- Kuchkabals of Yucatan after 1461.
- Capital: Saki
- Common languages: Official language: Yucatec
- Religion: Maya religion
- Government: Monarchy
- Historical era: post classic / Early Modern
- • Established: 1441
- • Disestablished: 1543
| Preceded by | Succeeded by |
| / League of Mayapan | New Spain / |

= Cupul =

Maya chiefdom

Cupul or Kupul (Maya: Kupul, 'toponym; adjective') was the name of a Maya chiefdom at time of the Spanish conquest of Yucatán. Cupul was one of the most extensive and densely populated Maya provinces on the Yucatán Peninsula. It was formed in the mid-fifteenth century after the fall of Mayapan and reached its maximum power during the sixteenth century, at the time of their own Spanish conquest led by the adelantado Francisco de Montejo.

==Etymology==
According to the Encyclopedia Yucatán in time, the name comes from the Maya word ku-pul, meaning that throws the bouncing, referring to the Maya ballplayers that existed in the region.

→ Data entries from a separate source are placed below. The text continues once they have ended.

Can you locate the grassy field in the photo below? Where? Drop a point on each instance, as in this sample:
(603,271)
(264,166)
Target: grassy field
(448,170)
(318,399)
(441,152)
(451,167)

Ralph Roys instead says that Cupul was named for a lineage, and its name referred to a type of vine called cup in Maya (Calopogonium caeruleum).

==Organization==
After the war between the Tutul Xiu and Cocom, the Yucatan Peninsula, broke up into 16 Kuchkabal
Conflicts between Kuchkabal were common, especially between Tutul Xiu and Cocom.

Normally each Kuchkabal had a capital where the ruler and supreme priest lived. The ruler was called a Halach Uinik . Each Kuckabal was divided into several municipalities called "Batalib" which in turn were governed by officials called " Batab "who were usually relatives of the Halach Uinik. Each Batab, was the military leader of its population.

On the religious side, after Halach Uinik, was the Ah Kin May, and the regular priests Ah Kin(meaning coming from the Sun). Also there was a sacrificial priest called "Ah Nacom".

The batalib were Panaba, Tsonot, Temozón, Cucumul, Tixcacalcupul, and Uayumhá.

==History==

===The League of Mayapan===

Since the tenth century, The League of Mayapan had been the main power in The Yucatan Peninsula. In 1440 the governor of Cupul known as Ek Balam founded a town of the same name.

===The end of the League===

In 1441 the league had a civil war between the Cocom and Tutul Xiues. The rest of the league took advantage of the war, and rebelled. By 1461 The League of Mayapan had been completely disintegrated into seventeen Kuchkabals.